Some of the team ideas include:
- improving thermal management of batteries in electric vehicles
- mapping the way for decarbonising aviation in Ireland
- renewable energy storage for mobile applications
- using extended reality and artificial intelligence to allow for tele-rehabilitation of stroke patients
- improving the accuracy of real-time public transport information
Speaking today, Minister Harris said:
"This is an exciting day for research and innovation in Ireland as a whole. We know that there is an urgent need to find solutions to big societal problems and to implement new ideas as quickly as we can.
"Putting research and innovation to work for the benefit of the people of Ireland is at the heart of our strategy, Impact 2030.
"All eight challenges in the National Challenge Fund are designed to find and promote solutions within this decade, and I look forward to seeing the results these teams produce. When encouraged and nurtured, ingenuity from Ireland can and will improve life here, and around the world."
The teams will begin their tasks by working with people directly affected by the problems they are trying to solve, and by learning more about how to build from research ideas to tangible solutions.

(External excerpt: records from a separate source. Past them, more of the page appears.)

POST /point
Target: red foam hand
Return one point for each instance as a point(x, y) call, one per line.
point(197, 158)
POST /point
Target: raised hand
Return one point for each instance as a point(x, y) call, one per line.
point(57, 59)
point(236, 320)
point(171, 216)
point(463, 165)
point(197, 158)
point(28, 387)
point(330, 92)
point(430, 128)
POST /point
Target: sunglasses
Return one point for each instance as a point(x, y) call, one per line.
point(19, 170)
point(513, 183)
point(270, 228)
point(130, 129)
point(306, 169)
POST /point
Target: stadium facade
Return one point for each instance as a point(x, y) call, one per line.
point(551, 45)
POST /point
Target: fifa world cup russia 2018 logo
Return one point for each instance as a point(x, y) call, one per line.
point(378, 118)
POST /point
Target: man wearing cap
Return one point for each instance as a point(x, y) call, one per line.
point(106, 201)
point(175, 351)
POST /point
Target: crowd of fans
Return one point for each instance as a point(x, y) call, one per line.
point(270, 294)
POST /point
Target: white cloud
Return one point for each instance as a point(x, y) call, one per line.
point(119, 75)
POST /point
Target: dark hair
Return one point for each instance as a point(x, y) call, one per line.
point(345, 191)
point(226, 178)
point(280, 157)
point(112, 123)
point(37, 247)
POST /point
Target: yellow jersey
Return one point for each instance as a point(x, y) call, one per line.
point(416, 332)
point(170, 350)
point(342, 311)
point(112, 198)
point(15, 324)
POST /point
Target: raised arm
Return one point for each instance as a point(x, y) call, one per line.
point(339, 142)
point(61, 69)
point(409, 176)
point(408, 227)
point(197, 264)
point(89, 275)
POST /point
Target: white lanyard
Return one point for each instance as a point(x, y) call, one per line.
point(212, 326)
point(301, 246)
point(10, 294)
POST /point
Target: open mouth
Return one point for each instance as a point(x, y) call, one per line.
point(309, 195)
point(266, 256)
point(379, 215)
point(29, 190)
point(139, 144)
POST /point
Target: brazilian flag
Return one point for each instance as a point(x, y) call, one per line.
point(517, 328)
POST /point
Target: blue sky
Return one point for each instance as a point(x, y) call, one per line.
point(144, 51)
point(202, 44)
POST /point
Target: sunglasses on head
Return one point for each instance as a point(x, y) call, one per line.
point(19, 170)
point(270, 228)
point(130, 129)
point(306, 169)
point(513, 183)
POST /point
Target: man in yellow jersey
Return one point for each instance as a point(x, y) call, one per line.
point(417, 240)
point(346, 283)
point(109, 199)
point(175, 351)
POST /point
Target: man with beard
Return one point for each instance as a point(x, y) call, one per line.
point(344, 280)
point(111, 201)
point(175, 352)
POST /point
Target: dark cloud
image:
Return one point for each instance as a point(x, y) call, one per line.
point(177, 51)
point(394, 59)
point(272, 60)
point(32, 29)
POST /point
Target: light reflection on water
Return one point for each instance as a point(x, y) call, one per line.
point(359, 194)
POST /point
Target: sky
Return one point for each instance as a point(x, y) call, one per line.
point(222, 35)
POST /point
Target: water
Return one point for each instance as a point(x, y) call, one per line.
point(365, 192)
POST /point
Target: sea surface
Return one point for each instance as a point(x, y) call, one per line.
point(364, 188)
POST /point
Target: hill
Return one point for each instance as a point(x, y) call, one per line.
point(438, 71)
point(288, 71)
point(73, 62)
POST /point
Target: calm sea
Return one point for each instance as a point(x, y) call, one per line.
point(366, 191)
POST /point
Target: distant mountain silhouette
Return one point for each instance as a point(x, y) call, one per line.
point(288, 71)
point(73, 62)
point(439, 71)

Science Foundation Ireland Director General Philip Nolan said:"Challenge-based funding in Ireland has already reaped rewards and we are working to make sure the best of Irish research benefits the people of this country as quickly as possible.
"I am looking forward to seeing these teams develop and progress their ideas and wish them good luck in doing so.
"For researchers, it’s not too late to get involved in the National Challenge Fund, as we have two more calls opening next week. These are great opportunities for the talent and dedication of the Irish research community to make a real change to the world around them."
Under the 2050 Challenge, addressing Ireland’s climate goals, the projects include ideas on reducing emissions, making greener energy cheaper and more easily available, more efficient energy storage, and mitigating the effects of climate change on communities.
The Future Digital Challenge features diverse ideas on the best uses of machine learning and artificial intelligence including automating industry, managing transport infrastructure, improving medicine production, modelling threats to our health and environment, testing data from wearable devices, and telemedicine, as well as social issues including employment and the quality of our connection with our local environment.
EU Commissioner for Financial Stability, Financial Services and Capital Markets, Mairead McGuiness said:
"I am delighted that EU funding, through the National Challenge Fund, is being used to future-proof our economy and society.
"The emphasis on research and innovation will support ongoing work on the green and digital transitions, and so it will help create a more sustainable future. I wish all the teams much success with their research that will bring benefits to the whole of the European Union. We are stronger together."
The National Challenge Fund was established under the government’s National Recovery and Resilience Plan (NRRP), funded by the EU’s Recovery and Resilience Facility. The fund is coordinated and administered by Science Foundation Ireland.